Justru yang saya dengar terjadi adalah, menjelang penerimaan rapor guru mengharapkan, kalau tak mau disebut mengejar-ngejar, siswanya agar segera mengerjakan tugas-tugas yang belum dikerjakan. Guru berharap agar nilai-nilai yang buruk diperbaiki. Guru tak ingin memberi nilai buruk pada siswa, tapi juga tak ingin memberikan nilai hasil rekayasa.Â
Nilai evaluasi belajar adalah untuk orang tua siswa. Memang benar tidak ada orang tua siswa yang ingin melihat anaknya mendapat nilai jelek. Namun patut dipercaya bahwa orang tua siswa akan berpikir logis. Baik atau buruk nilai siswa adalah hasil penilaian yang obyektif. Jika seorang siswa berprestasi di tingkat SD, namun jeblok di tingkat SMP, tentu tak serta-merta orang tua siswa menyalahkan guru atau institusi pendidikannya.Â
Jika teman-teman dari SD yang sama juga jelek nilainya ketika di SMP, mungkin kualitas pendidikan di tingkat SD yang buruk. Jika ternyata hanya siswa tersebut yang nilainya buruk, tentu orang tua akan bertanya pada anaknya apa yang terjadi.
Jika suatu jenjang pendidikan memang pelit memberikan nilai, maka tak mungkin ketiga jenjang pendidikan, SD, SLTP dan SLA, sama pelitnya. Jika pelit di satu tingkatan, maka kiranya di tingkatan lain kriteria penilaiannya akan lebih murah hati. Maka akan kelihatan jenjang pendidikan mana yang pelit penilaian, jika memang terjadi demikian.
Nilai evaluasi belajar adalah untuk dinas pendidikan. Tentu dinas pendidikan tak ingin disebut gagal jika sekolah-sekolah yang ada di daerah pelayanannya memiliki nilai hasil evaluasi yang buruk.Â
Kepada dinas pendidikan daerah yang mana yang ingin seperti itu. Karena mungkin satu-satunya pengaruh nilai hasil evaluasi hanya kepada kepala dinas pendidikan daerah setempat.Â
Jika suatu tahun nilai rata-rata hasil evaluasi suatu daerah berada di peringkat atas secara nasional, kemudian di tahun berikutnya menjadi nilainya menjadi yang terburuk, akan mempengaruhi karier kepala dinas pendidikan setempat.

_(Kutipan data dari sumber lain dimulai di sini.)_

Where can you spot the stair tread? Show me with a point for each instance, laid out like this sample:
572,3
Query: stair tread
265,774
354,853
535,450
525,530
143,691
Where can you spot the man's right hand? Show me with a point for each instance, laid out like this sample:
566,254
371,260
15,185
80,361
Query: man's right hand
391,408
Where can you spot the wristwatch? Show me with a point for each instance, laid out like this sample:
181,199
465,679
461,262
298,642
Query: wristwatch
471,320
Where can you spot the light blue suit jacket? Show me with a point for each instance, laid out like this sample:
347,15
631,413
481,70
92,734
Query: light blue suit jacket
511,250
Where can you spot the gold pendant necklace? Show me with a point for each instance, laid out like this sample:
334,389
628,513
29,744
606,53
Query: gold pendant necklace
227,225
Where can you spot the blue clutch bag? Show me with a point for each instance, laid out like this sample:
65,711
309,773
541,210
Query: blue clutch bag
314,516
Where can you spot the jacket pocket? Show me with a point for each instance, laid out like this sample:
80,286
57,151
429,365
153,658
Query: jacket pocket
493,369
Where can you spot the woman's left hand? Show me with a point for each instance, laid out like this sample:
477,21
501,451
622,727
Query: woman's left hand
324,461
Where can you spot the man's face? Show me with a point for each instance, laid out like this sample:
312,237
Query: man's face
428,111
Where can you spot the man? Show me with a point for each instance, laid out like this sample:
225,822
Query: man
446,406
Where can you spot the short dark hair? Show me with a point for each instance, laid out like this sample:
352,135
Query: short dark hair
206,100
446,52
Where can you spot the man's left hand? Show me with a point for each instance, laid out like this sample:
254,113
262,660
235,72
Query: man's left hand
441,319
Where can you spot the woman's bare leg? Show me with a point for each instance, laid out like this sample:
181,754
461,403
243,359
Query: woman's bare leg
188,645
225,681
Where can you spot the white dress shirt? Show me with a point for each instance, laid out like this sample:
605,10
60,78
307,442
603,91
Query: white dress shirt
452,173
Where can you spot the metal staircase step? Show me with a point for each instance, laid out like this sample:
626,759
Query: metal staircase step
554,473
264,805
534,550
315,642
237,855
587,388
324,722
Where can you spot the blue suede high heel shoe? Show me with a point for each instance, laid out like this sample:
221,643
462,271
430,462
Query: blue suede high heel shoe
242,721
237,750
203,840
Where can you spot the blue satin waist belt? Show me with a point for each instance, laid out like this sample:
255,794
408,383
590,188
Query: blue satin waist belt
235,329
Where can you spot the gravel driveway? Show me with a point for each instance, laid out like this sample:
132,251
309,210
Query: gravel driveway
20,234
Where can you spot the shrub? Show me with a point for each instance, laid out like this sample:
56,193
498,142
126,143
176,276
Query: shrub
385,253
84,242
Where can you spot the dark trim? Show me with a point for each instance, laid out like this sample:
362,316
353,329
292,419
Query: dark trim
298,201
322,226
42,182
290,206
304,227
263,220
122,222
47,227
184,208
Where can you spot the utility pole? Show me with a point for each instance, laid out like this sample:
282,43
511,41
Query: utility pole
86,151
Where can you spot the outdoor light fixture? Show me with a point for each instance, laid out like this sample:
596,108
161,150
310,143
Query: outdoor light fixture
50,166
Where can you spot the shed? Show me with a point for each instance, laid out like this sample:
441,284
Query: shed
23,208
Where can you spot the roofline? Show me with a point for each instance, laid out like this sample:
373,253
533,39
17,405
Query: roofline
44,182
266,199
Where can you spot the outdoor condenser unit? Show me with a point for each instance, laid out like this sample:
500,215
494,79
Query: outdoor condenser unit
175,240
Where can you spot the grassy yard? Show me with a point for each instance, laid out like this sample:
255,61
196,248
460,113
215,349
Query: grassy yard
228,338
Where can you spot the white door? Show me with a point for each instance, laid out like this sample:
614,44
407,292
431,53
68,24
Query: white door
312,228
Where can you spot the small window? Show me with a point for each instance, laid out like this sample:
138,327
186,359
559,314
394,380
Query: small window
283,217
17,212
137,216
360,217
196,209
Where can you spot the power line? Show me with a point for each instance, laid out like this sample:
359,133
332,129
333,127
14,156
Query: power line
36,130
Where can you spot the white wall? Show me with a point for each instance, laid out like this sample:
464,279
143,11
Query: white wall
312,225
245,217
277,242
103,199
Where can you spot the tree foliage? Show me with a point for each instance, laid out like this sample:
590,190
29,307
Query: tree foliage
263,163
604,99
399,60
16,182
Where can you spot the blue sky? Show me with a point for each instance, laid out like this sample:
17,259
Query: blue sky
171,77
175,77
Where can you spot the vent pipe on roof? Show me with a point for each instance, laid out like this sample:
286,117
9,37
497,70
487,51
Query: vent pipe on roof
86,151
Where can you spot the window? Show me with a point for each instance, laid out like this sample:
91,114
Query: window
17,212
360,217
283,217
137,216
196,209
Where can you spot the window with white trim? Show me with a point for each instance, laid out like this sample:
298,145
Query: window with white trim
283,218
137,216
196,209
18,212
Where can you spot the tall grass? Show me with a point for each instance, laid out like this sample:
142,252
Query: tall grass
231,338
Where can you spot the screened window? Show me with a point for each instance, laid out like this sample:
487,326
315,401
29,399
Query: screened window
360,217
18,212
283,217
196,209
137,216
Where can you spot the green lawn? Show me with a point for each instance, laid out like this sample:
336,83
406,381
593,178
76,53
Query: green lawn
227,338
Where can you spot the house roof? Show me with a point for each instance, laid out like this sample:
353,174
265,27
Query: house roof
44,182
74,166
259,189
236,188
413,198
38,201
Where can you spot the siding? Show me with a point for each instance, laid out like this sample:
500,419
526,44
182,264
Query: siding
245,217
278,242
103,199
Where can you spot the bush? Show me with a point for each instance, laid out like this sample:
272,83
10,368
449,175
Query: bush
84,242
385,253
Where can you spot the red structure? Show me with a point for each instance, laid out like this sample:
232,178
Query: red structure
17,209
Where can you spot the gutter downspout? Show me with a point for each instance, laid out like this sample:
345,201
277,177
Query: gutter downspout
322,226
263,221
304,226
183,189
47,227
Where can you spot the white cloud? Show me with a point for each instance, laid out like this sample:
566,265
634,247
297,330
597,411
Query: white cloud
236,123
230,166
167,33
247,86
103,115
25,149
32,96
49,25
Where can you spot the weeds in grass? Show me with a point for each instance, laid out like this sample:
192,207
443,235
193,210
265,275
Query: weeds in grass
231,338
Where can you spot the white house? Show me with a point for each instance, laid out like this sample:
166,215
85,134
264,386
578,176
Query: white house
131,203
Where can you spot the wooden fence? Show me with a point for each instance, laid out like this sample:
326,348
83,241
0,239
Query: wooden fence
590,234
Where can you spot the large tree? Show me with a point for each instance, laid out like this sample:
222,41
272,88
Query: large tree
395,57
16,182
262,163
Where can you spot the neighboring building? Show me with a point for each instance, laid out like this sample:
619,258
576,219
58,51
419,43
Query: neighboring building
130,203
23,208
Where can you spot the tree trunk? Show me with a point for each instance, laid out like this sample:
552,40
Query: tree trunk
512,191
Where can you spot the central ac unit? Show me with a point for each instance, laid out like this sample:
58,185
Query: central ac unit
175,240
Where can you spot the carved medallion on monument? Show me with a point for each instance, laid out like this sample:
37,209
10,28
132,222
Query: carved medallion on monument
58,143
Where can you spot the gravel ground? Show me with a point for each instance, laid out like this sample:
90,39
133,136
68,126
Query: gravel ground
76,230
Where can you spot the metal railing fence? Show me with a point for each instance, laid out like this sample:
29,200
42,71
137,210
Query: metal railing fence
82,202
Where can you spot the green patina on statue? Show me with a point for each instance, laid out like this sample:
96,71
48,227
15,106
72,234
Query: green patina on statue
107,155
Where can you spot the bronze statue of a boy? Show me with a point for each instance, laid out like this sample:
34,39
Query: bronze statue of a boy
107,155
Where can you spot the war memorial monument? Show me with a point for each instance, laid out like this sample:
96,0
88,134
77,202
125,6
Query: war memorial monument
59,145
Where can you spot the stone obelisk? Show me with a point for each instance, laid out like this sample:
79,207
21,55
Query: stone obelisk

Jadi ... memang semuanya berharap bahwa nilai hasil evaluasi belajar siswa adalah yang terbaik. Namun apakah harapan ini sebanding dengan upaya yang dilakukan. Satu-satunya yang bisa mengingkari pernyataan harapan dengan usaha yang dilakukan hanyalah pihak siswa. Padahal, bukankah nilai evaluasi hasil belajar itu terutama juga untuk siswa?
Maka para siswa hendaklah realistis. Hasil tak bisa mengingkari usaha. Namun usaha bisa mengingkari pernyataan harapan.